Credit card cash advances are indeed expensive compared to other types of merchant loans, but their immediate value is certainly worth it to businesses that are expanding or are in the process of deep reformation. Very often, the kind of cash that merchant credit card advances provide in a relatively short period of time can cover some very important costs, such as when companies create new branch or satellite offices, or when new business partners formally come into play or exiting partners require a buyout to leave during a new formation. Also, many small manufacturing companies could use this new influx of cash to purchase new equipment, increase their product lines, or create comprehensive advertising and marketing campaigns.

Merchant Qualifications

For most merchants, a vast majority of banking institutions require that small businesses retain a consistent amount of business in which they process over a few thousand dollars in transactions per month. Most businesses are also required to have been in operation for at least one year or longer, depending on the nature of the company. Many banks, of course, need lengthy business history records as well. In most cases, terms are open – allowing a business to pay more to clear its debt if business is doing well or less if it is not.

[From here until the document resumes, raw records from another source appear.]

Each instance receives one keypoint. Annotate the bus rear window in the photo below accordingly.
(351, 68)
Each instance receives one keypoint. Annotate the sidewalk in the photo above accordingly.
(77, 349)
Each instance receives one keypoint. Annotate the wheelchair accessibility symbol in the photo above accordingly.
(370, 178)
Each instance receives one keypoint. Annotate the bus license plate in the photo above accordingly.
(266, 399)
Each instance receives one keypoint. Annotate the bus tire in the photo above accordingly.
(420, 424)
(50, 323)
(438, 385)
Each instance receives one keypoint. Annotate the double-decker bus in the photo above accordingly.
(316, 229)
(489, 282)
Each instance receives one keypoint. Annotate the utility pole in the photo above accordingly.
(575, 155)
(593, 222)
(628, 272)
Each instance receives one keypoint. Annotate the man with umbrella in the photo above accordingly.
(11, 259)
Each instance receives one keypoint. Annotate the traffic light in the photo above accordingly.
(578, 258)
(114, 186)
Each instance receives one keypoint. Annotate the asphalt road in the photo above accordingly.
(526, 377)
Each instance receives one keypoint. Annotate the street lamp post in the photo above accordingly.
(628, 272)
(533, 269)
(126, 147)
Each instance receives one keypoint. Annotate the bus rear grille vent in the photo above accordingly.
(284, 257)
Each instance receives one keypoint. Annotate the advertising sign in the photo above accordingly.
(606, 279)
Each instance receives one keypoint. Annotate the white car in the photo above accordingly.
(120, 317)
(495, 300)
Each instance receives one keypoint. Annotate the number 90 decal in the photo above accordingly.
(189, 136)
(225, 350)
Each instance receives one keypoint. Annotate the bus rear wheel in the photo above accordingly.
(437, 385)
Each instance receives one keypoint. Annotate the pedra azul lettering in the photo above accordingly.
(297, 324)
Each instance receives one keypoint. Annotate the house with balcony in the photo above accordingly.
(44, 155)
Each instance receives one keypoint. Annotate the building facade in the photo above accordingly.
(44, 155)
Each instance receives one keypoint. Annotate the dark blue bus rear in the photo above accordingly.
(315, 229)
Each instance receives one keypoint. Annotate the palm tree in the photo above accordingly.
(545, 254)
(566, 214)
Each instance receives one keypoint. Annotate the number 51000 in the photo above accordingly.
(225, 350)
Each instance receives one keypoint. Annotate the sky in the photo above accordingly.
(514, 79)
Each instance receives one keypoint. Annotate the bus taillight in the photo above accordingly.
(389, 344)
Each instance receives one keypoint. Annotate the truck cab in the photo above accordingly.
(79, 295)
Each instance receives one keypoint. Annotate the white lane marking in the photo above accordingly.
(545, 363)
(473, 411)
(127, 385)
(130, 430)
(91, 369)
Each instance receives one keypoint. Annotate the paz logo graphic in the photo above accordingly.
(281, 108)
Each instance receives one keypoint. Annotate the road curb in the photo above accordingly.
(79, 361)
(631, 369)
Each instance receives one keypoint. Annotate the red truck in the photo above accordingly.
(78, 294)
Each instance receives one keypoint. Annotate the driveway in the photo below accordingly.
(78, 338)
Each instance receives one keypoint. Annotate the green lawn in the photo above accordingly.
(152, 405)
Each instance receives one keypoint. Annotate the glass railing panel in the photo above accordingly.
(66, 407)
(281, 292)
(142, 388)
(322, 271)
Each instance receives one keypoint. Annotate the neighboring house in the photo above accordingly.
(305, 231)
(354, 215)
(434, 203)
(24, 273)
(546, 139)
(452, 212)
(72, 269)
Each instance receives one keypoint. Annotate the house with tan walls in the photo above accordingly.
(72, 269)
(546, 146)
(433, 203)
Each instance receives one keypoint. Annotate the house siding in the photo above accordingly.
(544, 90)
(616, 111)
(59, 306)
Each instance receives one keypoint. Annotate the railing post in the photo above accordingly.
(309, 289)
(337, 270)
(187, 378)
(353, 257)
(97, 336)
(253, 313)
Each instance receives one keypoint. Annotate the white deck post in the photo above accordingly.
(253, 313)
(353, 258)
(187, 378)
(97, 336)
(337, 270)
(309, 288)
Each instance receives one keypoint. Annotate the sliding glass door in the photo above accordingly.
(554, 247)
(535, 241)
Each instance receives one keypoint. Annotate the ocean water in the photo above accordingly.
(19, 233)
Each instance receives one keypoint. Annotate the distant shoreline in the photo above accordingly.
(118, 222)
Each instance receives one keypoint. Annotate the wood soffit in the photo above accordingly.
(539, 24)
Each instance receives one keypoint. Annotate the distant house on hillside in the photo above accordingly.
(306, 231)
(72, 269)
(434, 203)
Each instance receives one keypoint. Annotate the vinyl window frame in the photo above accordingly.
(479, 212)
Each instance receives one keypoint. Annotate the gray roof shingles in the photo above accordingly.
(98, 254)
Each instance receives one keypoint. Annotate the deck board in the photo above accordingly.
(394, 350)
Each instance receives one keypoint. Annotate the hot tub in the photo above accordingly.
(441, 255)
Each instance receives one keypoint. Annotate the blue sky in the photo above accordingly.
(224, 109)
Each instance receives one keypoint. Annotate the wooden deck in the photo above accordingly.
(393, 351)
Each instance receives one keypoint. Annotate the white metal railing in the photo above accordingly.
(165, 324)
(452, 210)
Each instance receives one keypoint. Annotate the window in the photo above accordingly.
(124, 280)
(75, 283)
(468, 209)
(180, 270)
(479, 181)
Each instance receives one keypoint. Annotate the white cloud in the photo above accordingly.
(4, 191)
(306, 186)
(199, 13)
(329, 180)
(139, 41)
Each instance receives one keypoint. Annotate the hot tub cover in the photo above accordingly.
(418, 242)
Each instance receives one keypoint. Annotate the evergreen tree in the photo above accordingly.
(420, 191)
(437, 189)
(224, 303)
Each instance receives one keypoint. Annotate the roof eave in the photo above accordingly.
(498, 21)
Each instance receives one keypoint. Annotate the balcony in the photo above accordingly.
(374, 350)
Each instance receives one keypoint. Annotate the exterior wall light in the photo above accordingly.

The Price of Cash Advances

Regular fees and charges applied to most cash advances are never hidden. National and state law requires credit card issuers to disclose information about every fee and charge associated with all of their services. This information is almost always displayed on the back of the solicitation form and on the monthly credit card statements, as well as in the merchant contract. Annual fees, application fees, withdrawal and deposit fees, statement fees, balance inquiry fees, cancellation fees and even fraud resolution fees are all common expenses attached to a cash advance service transaction.

Cash advances are largely expensive endeavors to undertake and if possible should only be done infrequently for a number of reasons. Whenever a merchant account holder receives money through a cash advance, it will, of course, be added to the overall amount owed to the issuing bank. This includes typically high interest rates and subsequent payments that can eliminate the advance’s initial benefits. These interest charges mount immediately upon the cash advance transaction and cash receipt.

In addition to the percentage of merchant future sales recouped by the bank, there is usually an upfront fee for cash advances that range from 2% to 4% or more of the entire amount borrowed. Cash advances also almost never retain a grace period.

While it is known that credit card issuing banks charge steep fees for cash advances, there are two outstanding reasons for this coverage: such cash transaction always cost more to process than common credit card transactions and there is a significantly high rate of default amongst frequent cash advance account holders. These fees are ultimately, though unfortunately, passed along to banking clients.

Cash Advance Services

There are a fair number of current cash advance services available. Outside of common banking institutions, there are several other local and national outlets online and in major publications which offer these services. Since the variety and the numbers of these providers is substantial, it is advised to contact a local branch of The Better Business Bureau (BBB), which can always help borrowers determine which companies are legitimate and which are disreputable.

Payday Cash Advances

Merchant cash advances should not be confused with what are known as Payday Loans or Payday Advances, which are small, short-term loans that are intended to cover a working borrower’s expenses until his or her next payday. These are also commonly referred to as cash advances.